Some members of the Algorithmic Network Science Group in the Network Science Center have been studying identifying spreaders in complex networks. We have mostly focused on the Susceptible-Infected-Recovered (SIR) disease spread model. We’ll describe this model in words, but the model is perhaps best understood with an animation, so let’s show one first:

In an SIR model, we start with one infected node. At the first time step, that node affects it’s adjacent nodes with some probability p. The node itself moves to the recovered state, meaning it no longer has the disease and can no longer get the disease.

At the next time step, each of nodes infected during the first time step will transmit the disease to each of their neighbors with probability p, and then move to the recovered state. This process repeats until there are no more infected nodes left.

If we start this process with different nodes in the network as the initial node, the simulations can look very different. With certain initial nodes, like those connected to very few other nodes, the disease may die out quickly. For other initial nodes, the disease may spread rapidly to the majority of the nodes in the network.
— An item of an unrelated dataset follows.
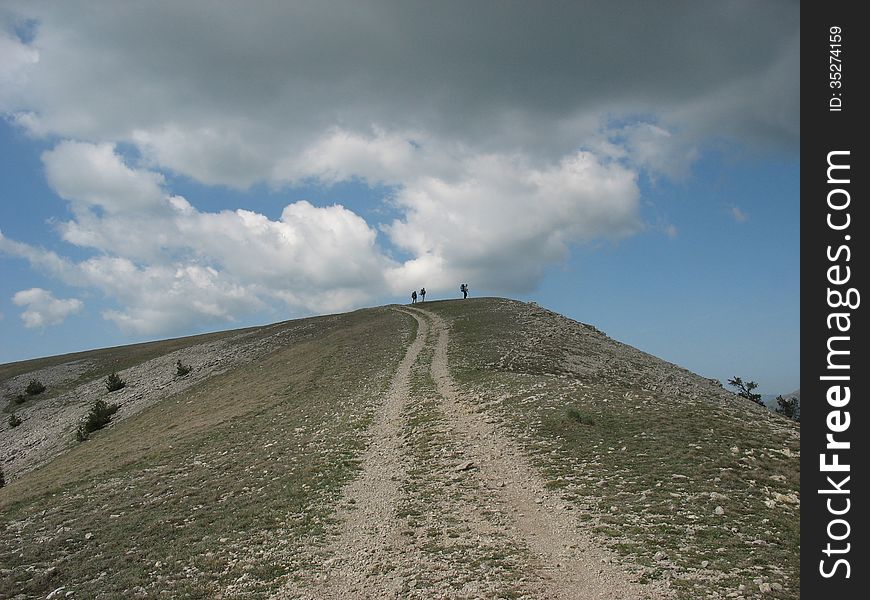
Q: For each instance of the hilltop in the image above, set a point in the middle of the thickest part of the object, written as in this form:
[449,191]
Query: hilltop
[485,448]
A question one might ask is, “what nodes are the best spreaders of disease?” This question is relevant if you are modeling the spread of disease with an SIR model, but it could also apply if the stuff that is spreading is information instead of a disease, or if you are using something other than SIR to model the spreading process.
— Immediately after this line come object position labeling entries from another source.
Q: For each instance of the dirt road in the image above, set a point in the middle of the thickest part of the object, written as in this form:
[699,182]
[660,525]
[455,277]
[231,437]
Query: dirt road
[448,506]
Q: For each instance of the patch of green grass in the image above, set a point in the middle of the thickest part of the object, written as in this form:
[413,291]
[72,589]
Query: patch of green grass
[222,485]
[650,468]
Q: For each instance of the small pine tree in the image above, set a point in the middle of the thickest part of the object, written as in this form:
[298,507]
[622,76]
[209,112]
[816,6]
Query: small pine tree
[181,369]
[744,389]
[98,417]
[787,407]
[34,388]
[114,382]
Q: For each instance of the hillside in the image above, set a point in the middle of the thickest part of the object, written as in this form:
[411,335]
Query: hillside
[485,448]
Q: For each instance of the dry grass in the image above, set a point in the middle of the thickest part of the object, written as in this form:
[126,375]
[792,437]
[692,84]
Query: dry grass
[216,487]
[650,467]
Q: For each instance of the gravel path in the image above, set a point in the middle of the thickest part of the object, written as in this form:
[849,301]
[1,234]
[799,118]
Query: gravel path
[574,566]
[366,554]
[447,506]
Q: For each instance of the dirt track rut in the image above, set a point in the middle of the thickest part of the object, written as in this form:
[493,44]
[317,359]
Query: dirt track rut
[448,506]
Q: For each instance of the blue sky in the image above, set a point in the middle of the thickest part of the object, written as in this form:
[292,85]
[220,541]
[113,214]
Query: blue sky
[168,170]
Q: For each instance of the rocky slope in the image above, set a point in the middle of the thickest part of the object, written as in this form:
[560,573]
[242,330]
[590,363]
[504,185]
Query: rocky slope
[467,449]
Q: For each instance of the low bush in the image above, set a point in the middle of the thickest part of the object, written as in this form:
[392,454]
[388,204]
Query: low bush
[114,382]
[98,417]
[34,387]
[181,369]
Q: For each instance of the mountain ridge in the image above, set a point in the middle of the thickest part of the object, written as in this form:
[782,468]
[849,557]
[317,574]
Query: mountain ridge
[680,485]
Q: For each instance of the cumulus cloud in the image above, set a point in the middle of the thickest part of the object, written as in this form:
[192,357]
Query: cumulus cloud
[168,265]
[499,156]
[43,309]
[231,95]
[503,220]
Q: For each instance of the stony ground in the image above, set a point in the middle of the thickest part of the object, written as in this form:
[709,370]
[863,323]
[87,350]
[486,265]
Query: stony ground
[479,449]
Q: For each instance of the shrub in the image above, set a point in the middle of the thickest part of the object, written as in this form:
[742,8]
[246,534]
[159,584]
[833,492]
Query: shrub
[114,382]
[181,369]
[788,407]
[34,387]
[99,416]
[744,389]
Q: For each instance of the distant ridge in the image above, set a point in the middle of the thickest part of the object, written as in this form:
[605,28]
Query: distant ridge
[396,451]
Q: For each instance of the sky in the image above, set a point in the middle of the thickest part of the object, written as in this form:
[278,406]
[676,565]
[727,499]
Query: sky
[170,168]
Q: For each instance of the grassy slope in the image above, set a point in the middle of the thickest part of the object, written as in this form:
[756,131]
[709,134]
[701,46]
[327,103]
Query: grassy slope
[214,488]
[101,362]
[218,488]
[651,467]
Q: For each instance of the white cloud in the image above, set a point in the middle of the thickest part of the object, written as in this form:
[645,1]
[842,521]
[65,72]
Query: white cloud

One way to identify the best spreaders in a network is to run lots of simulations. We can infect one initial node, run a simulation similar to the one shown in the animation, and record the number of nodes that are infected in that simulation before the disease dies out. Then we can repeat this simulation 100s of times for that node, and compute the average number of nodes that become infected during those simulations. We can also repeat this for different initial nodes in the network. The best spreaders could be defined as the ones that, on average, infect the highest number of nodes.

We can run simulations like these fairly easily on small networks, but simulations become computationally expensive when the size of the network becomes very large. So we aim to find the best spreaders using other methods.

In a recent paper, we (MAJ Paulo Shakarian, MAJ Nick Howard, CDT Geoffrey Moores, and I) showed that eigenvector centrality does the best job of identifying spreaders, among the centrality measures we tried. Currently, we are working on three projects that are closely related to the work in that paper. CDT Geoffrey Moores is developing algorithms to identify the best subset of nodes, rather than the best individual node. CDT Rob Delaney is studying the Susceptible-Infected-Susceptible (SIS) disease spread model instead of the SIR model. MAJ Nick Howard is determining what, if any, conclusions we can draw when we have a partially observed network; that is, when our information about the network is incomplete.